Devine is not sentimental about any of it himself, including the loss of the name "St. Paul" from St. Paul Travelers marketing.
And he's not concerned about whether St. Paul Travelers is run from St. Paul or Hartford. He, like several analysts, has the impression that the company's brain trust is in Hartford. But he says that does not impede his day to day operations.
"Rarely do I as an agent have any contact with the office in Hartford, and, in the area of specialty commercial, we have contact with the people in St. Paul because that's where the underwriting staff we work with is. Does it really matter in today's world where some of these people are? Sometimes you don't even know, when you're talking to somebody, where they are or where they aren't."
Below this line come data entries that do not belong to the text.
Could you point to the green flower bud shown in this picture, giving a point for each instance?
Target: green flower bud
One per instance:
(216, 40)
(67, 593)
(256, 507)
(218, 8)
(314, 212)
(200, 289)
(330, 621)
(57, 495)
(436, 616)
While Dick Devine sees no need for the company to move the headquarters, Mark Langseth sees no evidence it's moving. He's vice president for university advancement at Metropolitan State University, which received a $90,000 charitable contribution from St. Paul Travelers last year.
"I have not seen any kind of downturn in support or enthusiasm for the Twin Cities. And I will tell you, we are in conversations with them about continued and expanded support and have had very productive conversations."
Even to those who believe the St. Paul Travelers is operating a kind of "decoy" headquarters in St. Paul, it's not clear if the company will ever up and leave altogether. And they're confidant that for the foreseeable future, both jobs and philanthropic support will remain intact. In any case, a headquarters move is the board's decision, and directors who came from the St. Paul Companies currently retain a majority on the board.